Significance of Multiprocessor Cores


The number of GPU cores if often quoted as multiprocessors times cores, but I am confused about it’s relevance. The CUDA documentation seems to talk about multiprocessors, blocks and threads, but never cores. Where do they fit in?

For example, the throughput (section 5.4.1 in the CUDA programming guide) is given per multiprocessor, so having more codes doesn’t seem to speed things up. Or this actually the throughput per per core? Should I start at least as many blocks as there are multiprocessors or as there are cores?

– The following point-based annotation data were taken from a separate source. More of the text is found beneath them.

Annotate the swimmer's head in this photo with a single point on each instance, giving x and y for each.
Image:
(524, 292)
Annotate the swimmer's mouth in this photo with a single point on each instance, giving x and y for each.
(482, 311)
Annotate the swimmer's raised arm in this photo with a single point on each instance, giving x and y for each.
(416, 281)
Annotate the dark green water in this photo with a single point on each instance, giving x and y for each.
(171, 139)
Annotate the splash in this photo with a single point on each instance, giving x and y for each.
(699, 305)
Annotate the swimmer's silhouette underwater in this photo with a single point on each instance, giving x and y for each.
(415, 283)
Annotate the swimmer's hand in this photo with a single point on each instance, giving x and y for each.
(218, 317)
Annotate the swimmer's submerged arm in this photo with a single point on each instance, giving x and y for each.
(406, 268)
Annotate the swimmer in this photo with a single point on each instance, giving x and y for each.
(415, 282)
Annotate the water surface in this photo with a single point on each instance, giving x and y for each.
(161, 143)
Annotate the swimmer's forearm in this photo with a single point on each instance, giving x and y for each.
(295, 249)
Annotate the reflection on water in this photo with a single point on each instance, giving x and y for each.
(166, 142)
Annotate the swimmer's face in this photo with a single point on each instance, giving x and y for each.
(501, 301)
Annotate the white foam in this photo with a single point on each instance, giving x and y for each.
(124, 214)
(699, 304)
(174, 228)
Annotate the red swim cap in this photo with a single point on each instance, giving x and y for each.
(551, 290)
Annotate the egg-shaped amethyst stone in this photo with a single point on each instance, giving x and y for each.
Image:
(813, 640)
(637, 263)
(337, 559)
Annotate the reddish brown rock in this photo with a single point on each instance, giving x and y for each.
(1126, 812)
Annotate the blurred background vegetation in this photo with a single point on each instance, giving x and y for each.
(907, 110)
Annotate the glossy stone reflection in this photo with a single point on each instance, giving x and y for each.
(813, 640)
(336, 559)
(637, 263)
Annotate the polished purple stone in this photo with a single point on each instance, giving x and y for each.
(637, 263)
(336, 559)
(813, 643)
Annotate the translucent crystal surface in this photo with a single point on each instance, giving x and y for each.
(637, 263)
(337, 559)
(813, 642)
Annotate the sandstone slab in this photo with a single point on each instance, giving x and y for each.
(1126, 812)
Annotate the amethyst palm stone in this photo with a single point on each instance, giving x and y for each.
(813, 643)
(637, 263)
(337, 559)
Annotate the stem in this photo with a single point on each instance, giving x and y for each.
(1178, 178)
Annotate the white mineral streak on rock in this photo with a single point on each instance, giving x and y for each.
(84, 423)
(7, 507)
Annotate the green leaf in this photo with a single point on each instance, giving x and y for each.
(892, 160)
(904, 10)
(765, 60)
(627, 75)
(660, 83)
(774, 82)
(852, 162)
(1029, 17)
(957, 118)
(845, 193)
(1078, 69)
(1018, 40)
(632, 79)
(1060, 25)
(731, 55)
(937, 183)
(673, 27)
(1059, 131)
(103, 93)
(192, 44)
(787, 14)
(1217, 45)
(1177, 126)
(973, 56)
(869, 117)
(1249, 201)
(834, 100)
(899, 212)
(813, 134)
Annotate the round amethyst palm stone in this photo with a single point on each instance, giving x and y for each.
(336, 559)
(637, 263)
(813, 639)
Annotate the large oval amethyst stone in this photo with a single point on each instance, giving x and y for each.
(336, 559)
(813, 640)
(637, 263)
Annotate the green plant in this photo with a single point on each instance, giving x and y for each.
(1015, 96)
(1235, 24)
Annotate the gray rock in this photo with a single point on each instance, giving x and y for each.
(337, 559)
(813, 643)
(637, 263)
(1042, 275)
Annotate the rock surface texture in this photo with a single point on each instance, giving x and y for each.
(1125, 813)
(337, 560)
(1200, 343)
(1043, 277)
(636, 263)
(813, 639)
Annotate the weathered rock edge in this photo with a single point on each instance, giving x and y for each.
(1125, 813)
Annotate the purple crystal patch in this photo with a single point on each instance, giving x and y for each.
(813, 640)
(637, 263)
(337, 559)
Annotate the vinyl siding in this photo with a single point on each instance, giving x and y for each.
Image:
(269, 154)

Unlike conventional CPU cores, Nvidia uses the word “core” more in a sense of what conventionally would be called ALU (arithmetic-logic unit) or FPU (floating point unit). The significance mainly is that (so far) the maximum arithmetic throughput is easily calculated as number of cores times cycles per second times 2 (as a core can do a multiply-add per cycle, counting as two arithmetic operations).

Having more cores leads to a better throughput, as the same instruction is executed for more different threads (or in some cases, more instructions from the same number of threads are executed in parallel).

You should start a lot more threads than there are either multiprocessors or cores. This will allow to hide latencies. As a rule of thumb, using 24 times as many threads as there are cores allows to completely hide instruction latencies (as the latency of each instruction is about 20…24 cycles, and each core executes an instruction per cycle).

Makes sense, thanks!